Mayors: hard to govern without resources
Housing and services the priorities. Sala (Milan): funds for citizens to buy houses. Gualtieri: the government's plan lacks resources
by Lello Naso
They feel like an active reserve of the Republic. The outpost that, having administered and done politics in the field, makes its experience available to the community for the future, even at higher levels of government. Mario Conte, mayor of Treviso; Roberto Gualtieri, mayor of Rome; Franco Ianeselli, mayor of Trento; Carlo Masci, mayor of Pescara and Beppe Sala, mayor of Milan, stimulated by the deputy editor of Avvenire, Marco Ferrando, claim the work done at the helm of their respective communities. Starting with the mother of all questions for a mayor: can cities be administered?

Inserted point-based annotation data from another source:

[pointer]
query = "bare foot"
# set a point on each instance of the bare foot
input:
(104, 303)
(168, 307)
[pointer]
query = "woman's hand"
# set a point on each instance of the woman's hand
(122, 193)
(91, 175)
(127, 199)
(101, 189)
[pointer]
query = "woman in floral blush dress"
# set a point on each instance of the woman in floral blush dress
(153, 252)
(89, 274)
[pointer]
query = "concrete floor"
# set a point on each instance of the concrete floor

"One must," Sala replies, "be aware of the enormous difficulties of the present, starting with the lack of resources. Only by believing in growth can funds be found to guarantee services to citizens. From public transport, which costs Milan 150 million deficit every year, to welfare, 400 million deficit. We must grow by drawing resources from the most well-off, those who pay rents in the Galleria, which under my management have risen from 35 to 85 million, to give to those most in need. Growth plus solidarity is the recipe'.

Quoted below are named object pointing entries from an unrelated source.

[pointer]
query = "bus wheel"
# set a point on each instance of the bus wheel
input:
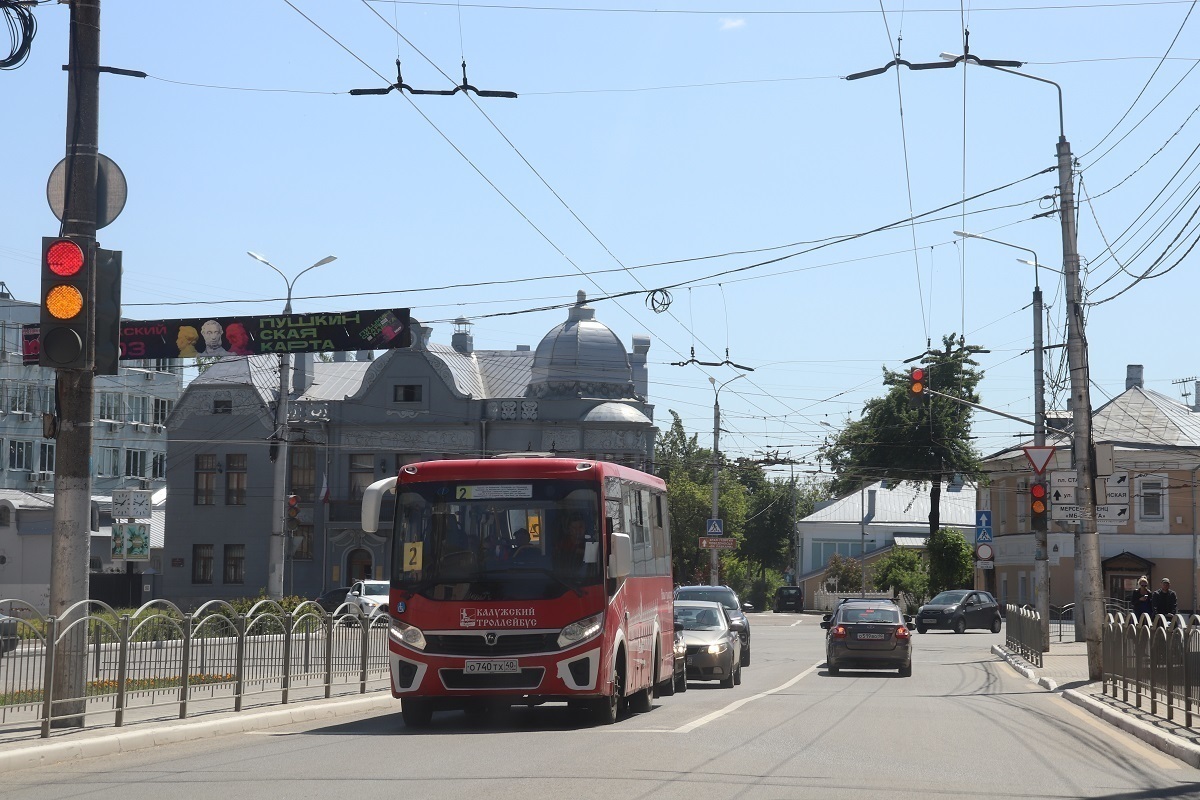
(418, 711)
(607, 709)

Ianeselli believes that good governance of a city passes through necessary respect for its vocations: 'Trento,' he explains, 'is the last stronghold in Italia before the German world. It must choose between bulwark and contamination. It is a city that must guarantee quality to students and be attractive so that they can stay as graduates. It has a social soul: it must be governed with the associations, in the territory'.

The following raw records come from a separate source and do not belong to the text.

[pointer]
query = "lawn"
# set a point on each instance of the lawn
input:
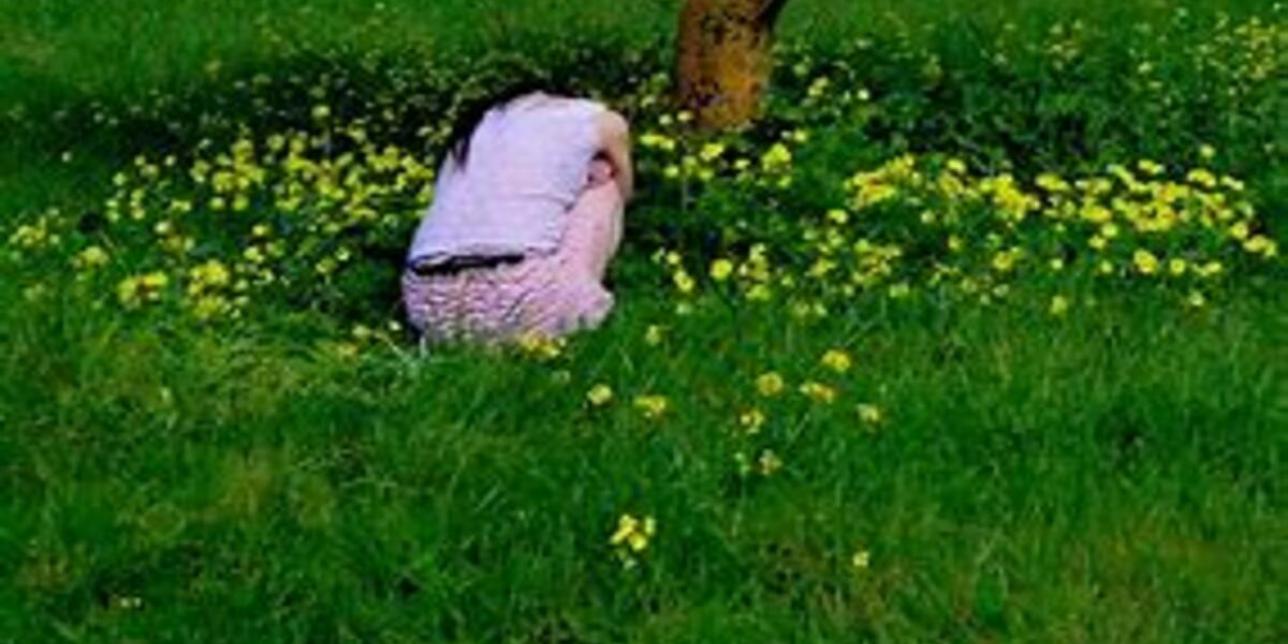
(980, 334)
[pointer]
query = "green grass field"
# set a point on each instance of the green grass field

'Treviso,' says Conte, 'is a small reality, with few resources where problems are amplified. We have a deficit of bureaucratic competences, we would love to have the autonomy of Trento. We often come up against bureaucracy and a higher level that prevents us from doing everything we would like'.
Gualtieri debunks the cliché of ungovernable Rome. "If it were, I wouldn't have run," he jokes, but not too much. "The city was in a bad state, but I can say that we governed well." Starting with everyday life 'On the ground,' he says, 'we see phenomena first and deal with them concretely. We are laboratory and outpost. For the climate, transport, fragility, the digital city. Even if our weapons are blunt. We cannot raise the tourist tax to ten euro for people who pay 30 thousand euro for a room. We cannot raise the occupancy tax for tables in the Spanish Steps. Citizens are asking for more services, but the resources are fewer and fewer'.